Hayy’at Taḥrīr al-Shām was created last month after Jihadi rebels suffered a defeat in Aleppo. It includes a host of extremist groups like Jabhat fatḥ ash-Shām (ex al-Nusra Front), which has tried to overthrow Syrian President Assad and his secularist government for the past seven years. The word al-Shām is not limited to Syria, but covers Lebanon, Jordan, Palestine and Israel.

Many Salafis in the world have hailed the new extremist coalition. One of the most enthusiastic is Jaysh al-Ummah, a Palestinian group based in Gaza, which hopes to see the group "start a new proud page in the Damascene Jihadia to highlight a new spectacular age of heroism to bury the plots of the unbelievers and infidels, and with them the conferences [full] of shame and subjugation," a clear reference to the Astana peace conference sponsored by Russia, Turkey, and the United Nations.

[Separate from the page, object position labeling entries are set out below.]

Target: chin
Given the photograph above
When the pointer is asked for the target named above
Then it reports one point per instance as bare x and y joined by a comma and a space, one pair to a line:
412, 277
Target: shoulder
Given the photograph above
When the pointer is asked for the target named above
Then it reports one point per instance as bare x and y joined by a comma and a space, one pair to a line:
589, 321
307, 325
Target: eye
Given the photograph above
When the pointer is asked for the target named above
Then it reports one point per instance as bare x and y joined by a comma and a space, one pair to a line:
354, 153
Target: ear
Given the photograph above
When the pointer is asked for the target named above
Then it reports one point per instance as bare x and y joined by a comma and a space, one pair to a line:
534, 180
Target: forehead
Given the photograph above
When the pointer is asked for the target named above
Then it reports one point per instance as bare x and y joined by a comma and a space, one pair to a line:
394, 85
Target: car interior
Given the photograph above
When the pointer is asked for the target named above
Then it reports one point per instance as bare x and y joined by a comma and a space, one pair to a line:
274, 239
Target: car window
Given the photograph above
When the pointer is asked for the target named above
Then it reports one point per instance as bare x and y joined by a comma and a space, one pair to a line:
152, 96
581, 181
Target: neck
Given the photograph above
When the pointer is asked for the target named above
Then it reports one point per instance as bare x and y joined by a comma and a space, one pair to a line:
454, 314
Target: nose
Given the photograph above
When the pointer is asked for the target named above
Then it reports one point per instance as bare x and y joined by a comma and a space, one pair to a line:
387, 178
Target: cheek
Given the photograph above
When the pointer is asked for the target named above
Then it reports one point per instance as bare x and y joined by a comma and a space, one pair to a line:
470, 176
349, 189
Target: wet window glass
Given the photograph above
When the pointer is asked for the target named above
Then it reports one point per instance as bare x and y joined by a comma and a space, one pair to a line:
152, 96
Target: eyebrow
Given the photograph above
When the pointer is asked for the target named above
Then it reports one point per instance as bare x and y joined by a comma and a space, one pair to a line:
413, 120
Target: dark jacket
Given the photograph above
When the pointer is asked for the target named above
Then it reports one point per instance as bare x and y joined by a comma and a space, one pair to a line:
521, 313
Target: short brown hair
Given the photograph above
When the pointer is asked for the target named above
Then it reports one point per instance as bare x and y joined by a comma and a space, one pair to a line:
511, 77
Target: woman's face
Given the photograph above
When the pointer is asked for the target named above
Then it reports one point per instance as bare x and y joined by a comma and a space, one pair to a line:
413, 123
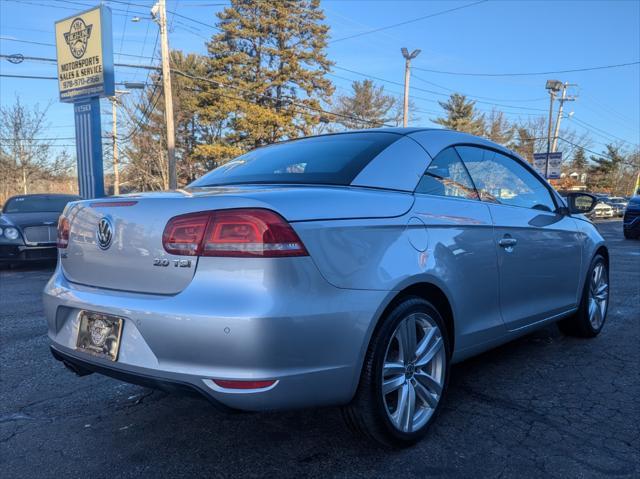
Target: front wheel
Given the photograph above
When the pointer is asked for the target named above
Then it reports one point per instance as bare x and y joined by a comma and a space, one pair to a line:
588, 321
404, 377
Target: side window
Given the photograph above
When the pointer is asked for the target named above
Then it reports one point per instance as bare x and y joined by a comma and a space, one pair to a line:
447, 176
500, 179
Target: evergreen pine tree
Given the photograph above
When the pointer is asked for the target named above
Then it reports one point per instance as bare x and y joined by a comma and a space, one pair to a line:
267, 56
367, 107
461, 115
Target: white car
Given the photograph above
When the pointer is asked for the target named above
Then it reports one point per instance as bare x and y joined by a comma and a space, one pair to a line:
603, 210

In his first videotaped speech, Hashim al Shaikh, an engineer by training, pledged to step up armed actions "against Syria’s regular army and its allies" to "overthrow" of Syrian President Bashar Assad and achieve the “liberation of the whole territory”.

He said the Hayy’at is "hope that comes out of pain, like a ray of light from the darkest of darkness."

The Salafi engineer describe the group as an "independent entity which does not represent any continuity with previous organisations or factions", which instead "merged in it to represent a new phase of the blessed revolution."

In practice, he denies that Hayy’at is a new name behind the Al Nusra Front (formerly Al-qāʿidah), and later morphed into Jabhat fatḥ ash-Shām, which is listed as a terrorist group.

Hashim al Shaikh warned his viewers to meditate on the gravity of this period, a "dangerous turning point" full of "challenges" on all fronts: political, military, and social.

He promised that Hayy’at would immediately resume "armed action against the regime with attacks on barracks and starting a new war of liberation."

Al Shaikh appealed to all factions still outside his coalition, encouraging his fighters not to despair, "to hold on", promising victory.

Finally, he slammed the peace conference in Astana, saying that "the page of ash-Shām will not be turned with conferences that try to abort the revolution."

According to Hashim al Shaikh, Hayy’at wants to "unify all armed factions under a single control unit that manages military operations of the revolution in Syria" with the intention of upholding "Syria’s territorial integrity and its Islamic identity "rather than its more secular and multi-religious identity.

However, since it was set up a month ago, the group has mainly focused its struggle more against so-called Jihadi "traitors" than on the Syrian government that it claims to be fighting.